I’ve been following the Brussels suicide bombing attacks more closely than I have time for. Terrorists have once again destroyed and disrupted life… but some people were able to help.
Dr. Laura Billiet was just outside the Delta check-in counter when the explosions ripped through. She was unhurt, and immediately set up a triage and first aid station, providing emergency care as best she could, using office supplies (read the article from the Huffpost here).
I can’t stop thinking: What would I do?
I would want to help, but I’m an outpatient primary care doc with no training in tactical emergency casualty care. The Red Cross ACLS course I took as a resident taught me how to perform CPR, but when it’s a pressure-cooker bomb or a crazed shooter, that is not going to help.

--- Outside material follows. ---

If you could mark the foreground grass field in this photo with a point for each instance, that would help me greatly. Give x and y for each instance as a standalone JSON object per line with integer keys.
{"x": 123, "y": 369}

Can anyone help in these situations? Yes. It was the immediate application of McGyvered tourniquets that saved lives in the aftermath of the Boston Marathon bombings in 2013. During the Bataclan terror attack in Paris, two tactical emergency physicians entered the fray. This post analysis writeup in Critical Care (2016, 20:37 ) is written in dry reporting style, but I found it riveting:
“While police operators were getting into position within the theater and thus repelling terrorists, two RAID tactical physicians performed triage in the combat zone. They identified about 100 fatalities. Most of the living casualties were identified as invalid. This tactical triage did not aim at identifying relative or absolute emergencies but rather at organizing immediate transfer of the non-invalid patients by themselves to a safe place. A dressing station was located in the theater entrance, far from firearms but still under the threat of explosives.  In the combat zone, RAID tactical physicians applied tourniquets to 15 invalid patients. A further 15 patients underwent wound compression with hemostatic dressings. Two received subcutaneous morphine and two received tranexamic acid, and two thoracic exsufflations were performed.”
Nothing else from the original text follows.